Rather than buying every single device, split the devices in to good (capable) and bad (basic) browser capabilities. Keeps the core experience fast. Progressively enhance the page based on the Mustard test. No way to keep metrics, as the bad browsers have no debugging to create accurate measures, so you’re left with “suck it and see”. BDD testing allows tester to rely on the tests for features, and gives him time to manually test on the library of devices.
Images: load the first (core, main story image) image. Resize it. Once that image is in, then the JS requests appropriately sized images, based on the knowledge from loading the first image.

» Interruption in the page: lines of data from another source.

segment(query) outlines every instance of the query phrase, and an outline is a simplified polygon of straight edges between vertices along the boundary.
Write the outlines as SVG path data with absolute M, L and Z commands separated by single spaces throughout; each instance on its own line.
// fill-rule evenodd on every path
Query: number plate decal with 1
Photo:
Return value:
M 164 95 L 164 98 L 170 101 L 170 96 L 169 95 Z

Similar to the core image above, load the style sheets through JS so you can pick what is needed rather than loading everything and letting media quid filter the mess. Using SASS to conditionalise the creation of CSS and keep it dry.
Rendering on the server: keeps it simple. Templates in only one place. Faster for page render.
Protect the servers with Cache All The Things and Akamai. Cache contexts: country (ads for foreigners, using a Geo-IP service and annotate the header), device, cookies (for personalisation). Always worth checking hit/miss ratios on your Varnish; more boxes more misses for example, more personalisation more misses, etc. To handle massive load switch on Akamai CDN, but at this point context is lost and everyone gets the domestic version of the site.
Q: The difference between IPv4 and IPv6 in terms of geo mapping. Perhaps there’s a problem there?
Library of 20 devices to test with (bought from eBay… better than virtual testing services). Cucumber and Selenium tests (Selenium handles device width changes for testing). Android in particular can be very fragmented, as upgrades are not as easy for users. Remote debugging, handy handy handy.
BBC using a tool called Wiener.
Wally: progress generated from tests and code. Check out on GitHub. Read only view of Gherkin.